A savory sweet recipe for roasted grape and honey chèvre toasts with fresh rosemary that makes a great addition to any holiday party menu.

Recipe Type: Appetizer
Makes: 12 toasts
Author: Brooklyn Supper
Honey Chèvre and Toasts
  • 12 1/2-inch thick slices bread (I used rye)
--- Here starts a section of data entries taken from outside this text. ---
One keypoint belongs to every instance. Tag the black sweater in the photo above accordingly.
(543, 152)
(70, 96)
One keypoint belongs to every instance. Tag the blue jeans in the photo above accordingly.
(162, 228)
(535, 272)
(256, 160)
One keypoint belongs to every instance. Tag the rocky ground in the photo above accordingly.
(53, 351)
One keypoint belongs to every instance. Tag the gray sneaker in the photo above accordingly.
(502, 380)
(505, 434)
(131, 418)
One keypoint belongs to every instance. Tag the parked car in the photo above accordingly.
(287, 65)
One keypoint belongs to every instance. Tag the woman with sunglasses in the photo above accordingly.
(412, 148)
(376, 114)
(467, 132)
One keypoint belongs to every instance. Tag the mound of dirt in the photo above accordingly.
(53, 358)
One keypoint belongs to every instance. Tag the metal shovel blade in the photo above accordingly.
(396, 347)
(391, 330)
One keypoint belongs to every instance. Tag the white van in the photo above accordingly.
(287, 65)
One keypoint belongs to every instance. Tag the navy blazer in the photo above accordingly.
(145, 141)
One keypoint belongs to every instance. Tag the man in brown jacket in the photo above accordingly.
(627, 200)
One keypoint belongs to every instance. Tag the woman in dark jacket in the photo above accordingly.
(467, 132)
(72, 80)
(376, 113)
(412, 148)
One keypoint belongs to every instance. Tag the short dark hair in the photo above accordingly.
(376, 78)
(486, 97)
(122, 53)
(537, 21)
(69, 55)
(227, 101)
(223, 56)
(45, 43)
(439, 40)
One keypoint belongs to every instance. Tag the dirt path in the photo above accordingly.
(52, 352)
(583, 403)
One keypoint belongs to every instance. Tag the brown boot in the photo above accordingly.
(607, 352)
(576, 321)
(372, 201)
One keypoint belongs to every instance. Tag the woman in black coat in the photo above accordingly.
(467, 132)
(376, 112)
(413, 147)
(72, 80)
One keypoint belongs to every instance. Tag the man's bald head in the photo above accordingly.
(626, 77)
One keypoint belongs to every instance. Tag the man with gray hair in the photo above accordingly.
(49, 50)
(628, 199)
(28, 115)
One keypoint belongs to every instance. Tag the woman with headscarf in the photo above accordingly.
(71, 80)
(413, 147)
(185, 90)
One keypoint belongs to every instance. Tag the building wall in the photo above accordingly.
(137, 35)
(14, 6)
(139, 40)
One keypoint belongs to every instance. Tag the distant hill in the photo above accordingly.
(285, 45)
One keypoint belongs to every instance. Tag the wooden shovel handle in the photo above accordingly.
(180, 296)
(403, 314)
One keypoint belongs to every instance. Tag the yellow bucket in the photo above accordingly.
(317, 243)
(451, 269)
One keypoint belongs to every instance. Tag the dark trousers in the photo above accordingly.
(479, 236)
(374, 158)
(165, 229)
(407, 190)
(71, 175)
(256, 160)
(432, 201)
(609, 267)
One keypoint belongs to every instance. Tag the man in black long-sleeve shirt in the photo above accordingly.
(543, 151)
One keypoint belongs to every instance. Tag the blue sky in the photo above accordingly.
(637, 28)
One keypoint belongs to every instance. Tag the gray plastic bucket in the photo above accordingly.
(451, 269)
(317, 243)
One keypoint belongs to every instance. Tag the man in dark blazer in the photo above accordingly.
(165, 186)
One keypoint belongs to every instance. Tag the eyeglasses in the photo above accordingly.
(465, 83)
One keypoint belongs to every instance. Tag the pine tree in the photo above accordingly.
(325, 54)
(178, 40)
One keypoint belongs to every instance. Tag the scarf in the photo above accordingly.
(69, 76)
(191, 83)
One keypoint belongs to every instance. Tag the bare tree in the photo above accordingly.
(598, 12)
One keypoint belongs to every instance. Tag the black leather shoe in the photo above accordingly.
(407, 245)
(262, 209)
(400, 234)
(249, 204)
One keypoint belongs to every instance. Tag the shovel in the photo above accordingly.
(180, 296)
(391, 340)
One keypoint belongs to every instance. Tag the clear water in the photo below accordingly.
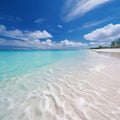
(13, 63)
(59, 85)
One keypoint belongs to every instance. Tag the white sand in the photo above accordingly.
(108, 50)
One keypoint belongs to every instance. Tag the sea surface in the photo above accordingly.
(59, 85)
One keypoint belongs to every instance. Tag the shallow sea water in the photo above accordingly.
(59, 85)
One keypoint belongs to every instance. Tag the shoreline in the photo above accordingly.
(110, 52)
  • 5 tablespoons extra virgin olive oil, divided
  • 4 ounces chèvre
  • 2 tablespoons honey
  • 1 tablespoon minced rosemary leaves
  • sea salt
  • freshly ground pepper
Roasted Grapes
  • 2 cups black seedless grapes
  • 1 tablespoon extra virgin olive oil
  • 2 sprigs fresh rosemary
  • pinch of chili powder
  • sea salt
  • fresh ground pepper
  1. Preheat oven to 425 degrees F.
  2. Pour 3 tablespoons olive oil into a small bowl; use a pastry brush to brush bread with oil on both sides. Toast 10 - 15 minutes, until crisp and golden, flipping halfway through.
  3. Meanwhile, stir to combine chèvre with 2 tablespoons each honey and olive oil. Fold in minced rosemary and a generous pinch each sea salt and pepper.
  4. Toss grapes with 1 tablespoon olive oil, rosemary sprigs, and a pinch each chili powder, sea salt, and pepper. Spread on a rimmed baking sheet, and roast 9 - 12 minutes or until grapes just start to burst, shaking pan often.
  5. Spread honey chèvre mixture on toasts and top with grapes; serve immediately.